Ella Hickson’s Wendy-centric RSC retelling of JM Barrie’s classic tale of lost boys, pirates, a ticking crocodile and perpetual childhood finally lands in London after premiering in Stratford-upon-Avon over a decade ago. However, some clunky characterisation and awkward modernisation mean that it never truly soars.
Original director Jonathan Munby’s production is certainly visually sumptuous. From the vintage toy-filled nooks and crannies of the children’s nursery to the colourfully salvaged look of Neverland, Colin Richmond’s set is a playbox spilled delightfully across the stage.
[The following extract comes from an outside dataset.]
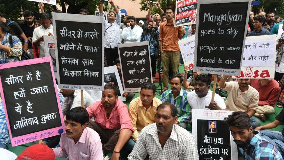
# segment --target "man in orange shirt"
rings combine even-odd
[[[160,27],[160,50],[163,65],[163,80],[164,88],[161,92],[168,89],[168,71],[170,62],[173,64],[173,74],[178,74],[180,61],[180,48],[178,41],[185,34],[185,29],[181,27],[174,27],[173,8],[166,9],[167,22],[162,23]]]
And Taiki Ueda’s video design of crashing waves and twinkling stars pattern atmospherically across the theatre as the children fly or fight Captain Hook.
There’s also a bold directness to some of the changes that Hickson makes to the story. Here, Wendy and her brothers go with Peter to find the brother they ‘lost’ a year ago. Barrie’s tale of ageless children who had fallen out of their prams was always a ghost story beneath the fairy dust, with mortality haunting everyone from Hook to Wendy, being shot out of the sky. This version sets the emotional stakes high from the start.
It's also refreshing to see Wendy reject the role of ‘mother’ assigned unquestioningly to her by the Lost Boys, paralleled by her mother’s determination to forge her own life as a seamstress in scenes in early twentieth-century London. Unfortunately, Hannah Saxby only really has one note of stressed-out exasperation to play as Wendy for much of the play.
Wendy’s final-act team-up with Charlotte Mills’s fun take on fairy Tinkerbell (she’s basically straight out of the Queen Vic) and Ami Tredrea’s formidable fighter Tiger Lily is great in principle but feels rushed, relying on a Big Speech by Wendy to do the heavy-lifting. Elsewhere, awkwardly anachronistic references to ‘sliding into your DMs’ are just a bit cringe, as if the writing can’t trust its own modern thematic undercurrents.
But even if the play can’t help but compulsively spell out its points, there’s still fun to be had along the way. The fight scenes are great and the actors inhabiting the Lost Boys enjoyably spoof childishly mangled versions of masculinity. Daniel Krikler impresses as Peter, a tangle of loose-limbed bluster. Meanwhile, as Captain Hook (and Mr Darling), Toby Stephens eats most of the scenery before the crocodile gets round to eating him.